The league may take a dim view of dirty play, and to its credit has in recent years introduced rules to reduce blindside hits (especially targeted hits to the head), but instances of dirty play as demonstrated by Neal and Thornton still abound.
Neal ultimately received a five-game suspension and promises he’ll behave in the future. Thornton’s actions were so egregious that, though he lacks a suspension history, he’ll probably received a punishment between 10-20 games to make an example out of him.
Whatever Thornton’s critics think of him, he’s not a player with a reputation for dirty play. He’s no Matt Cooke or Raffi Torres, whose recklessness displayed so much contempt for the rules that it took lengthy suspensions and the veiled threat of permanent banishment from the NHL to change their ways.
Over its long history, the NHL has cracked down on some of the more violent aspects of the game. Wild stick-swinging incidents, prevalent during the Original Six era, are a thing of the past. Bench-clearing brawls, commonplace up until the 1980s, are non-existent today. Line brawls involving every player on the ice are rare.
The league can, and undoubtedly will, implement rule changes to reduce the instances of dirty play, but the question is how long will it take to sufficiently address the problem. League general managers believe the rules are working, but when instances such as those which arose in the Bruins-Penguins game occur, it’s difficult to accept those claims at face value.
A growing number of critics also want fighting banished from the game, but that’s not going to happen anytime soon. The majority of players believe it belongs in the game, but more importantly, so do a majority of hockey fans.
A long-standing myth among NHL fans is the belief commissioner Gary Bettman is trying to phase fighting out of the game. Bettman – who still gets wrongly blamed for the introduction of the “third man in” rule which ended line brawling (it was introduced the year before he became commissioner) – recently defended fighting, calling it a “safety valve” to release pent-up tension and emotion in the heat of a game.
If that sounds familiar to older NHL fans, that’s because former league president Clarence Campbell (who ruled from 1946 to 1977) used to say the same thing.
In 2009, Bettman and the NHL Board of Governors did attempt to eliminate staged fights between NHL enforcers, which almost always occurred early in a game , usually during a face off and ultimately had no effect upon the outcome of a game. The notion was shot down by the NHLPA, which wanted to protect the jobs of a handful of its membership renowned for their pugilistic skills than their playing ability.
Bettman doesn’t like the staged fights, but he obviously has no issue with heat-of-the-moment scraps. I also have no issue with those type of fights, but at the same time, I worry about the growing number of former enforcers now battling dementia brought about by years of repeated blows to the head.

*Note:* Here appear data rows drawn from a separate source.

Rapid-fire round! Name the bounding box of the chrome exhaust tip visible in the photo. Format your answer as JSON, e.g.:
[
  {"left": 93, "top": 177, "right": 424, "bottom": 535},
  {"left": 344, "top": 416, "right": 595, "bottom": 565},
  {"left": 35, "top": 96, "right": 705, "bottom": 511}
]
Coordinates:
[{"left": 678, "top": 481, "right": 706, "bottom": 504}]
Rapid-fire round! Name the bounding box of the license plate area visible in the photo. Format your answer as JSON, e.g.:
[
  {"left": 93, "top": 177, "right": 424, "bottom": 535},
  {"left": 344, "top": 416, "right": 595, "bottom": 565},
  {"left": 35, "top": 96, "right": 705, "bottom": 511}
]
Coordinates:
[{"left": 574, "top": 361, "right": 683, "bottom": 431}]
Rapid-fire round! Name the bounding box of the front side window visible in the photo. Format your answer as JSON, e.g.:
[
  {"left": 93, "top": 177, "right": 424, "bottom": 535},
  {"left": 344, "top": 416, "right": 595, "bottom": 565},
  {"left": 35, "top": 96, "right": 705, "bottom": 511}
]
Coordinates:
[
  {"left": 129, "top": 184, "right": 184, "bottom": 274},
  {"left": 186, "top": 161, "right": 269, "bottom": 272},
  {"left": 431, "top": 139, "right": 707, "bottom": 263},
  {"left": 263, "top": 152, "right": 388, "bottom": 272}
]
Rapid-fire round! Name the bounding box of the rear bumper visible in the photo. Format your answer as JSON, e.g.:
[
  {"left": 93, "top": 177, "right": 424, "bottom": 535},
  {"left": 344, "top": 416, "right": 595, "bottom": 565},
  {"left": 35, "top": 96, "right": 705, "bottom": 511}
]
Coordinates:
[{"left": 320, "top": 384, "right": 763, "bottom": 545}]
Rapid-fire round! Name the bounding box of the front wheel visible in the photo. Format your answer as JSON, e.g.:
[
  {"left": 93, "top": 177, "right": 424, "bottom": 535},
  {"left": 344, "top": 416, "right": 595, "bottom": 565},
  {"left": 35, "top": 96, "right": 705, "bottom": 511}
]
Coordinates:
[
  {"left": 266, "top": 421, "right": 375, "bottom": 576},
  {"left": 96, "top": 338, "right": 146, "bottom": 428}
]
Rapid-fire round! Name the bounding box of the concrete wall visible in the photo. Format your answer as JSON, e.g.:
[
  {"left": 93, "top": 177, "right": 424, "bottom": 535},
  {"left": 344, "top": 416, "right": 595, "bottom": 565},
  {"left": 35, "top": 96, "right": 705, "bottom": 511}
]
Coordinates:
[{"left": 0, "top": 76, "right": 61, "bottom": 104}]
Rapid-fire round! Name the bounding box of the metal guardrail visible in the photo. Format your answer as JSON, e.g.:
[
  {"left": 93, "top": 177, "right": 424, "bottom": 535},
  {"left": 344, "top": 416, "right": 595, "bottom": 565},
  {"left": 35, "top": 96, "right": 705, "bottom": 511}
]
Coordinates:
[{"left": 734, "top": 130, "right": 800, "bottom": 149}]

As more is known about CTE and its effect upon professional athletes in violent sports like hockey and football, the more pressure will be placed upon the NHL and the NHLPA to address the relevance of fighting in its product.
Hockey is also a very macho sport. The league and its fans revel in the toughness of its players. It’s often used as a selling point to attract new fans. League history is rife of stories of players who suffered serious injuries yet still laced up their skates, gritted through the pain, and kept playing. Hockey’s a tough sport, especially at the pro level.
The very thought of introducing rules to better protect the players is often derided by purists, who fear the “pansification” of the game. They claim the players need to police themselves, yet from what we’ve seen over the years, the players policing themselves usually results in dirty play like Thornton’s attack on Orpik.
The ongoing debate over violence in hockey won’t subside anytime soon. For every sensible argument raised against fighting and dirty play, counter-arguments are inevitably raised expressing concern that addressing one problem could give rise to a host of others.
Getting the NHL to implement significant change to its product is akin to turning a huge ocean liner. The league (when willing) is capable of change, but it is also very tradition-bound, meaning it takes years – even decades – to implement rules which ultimately improve the game.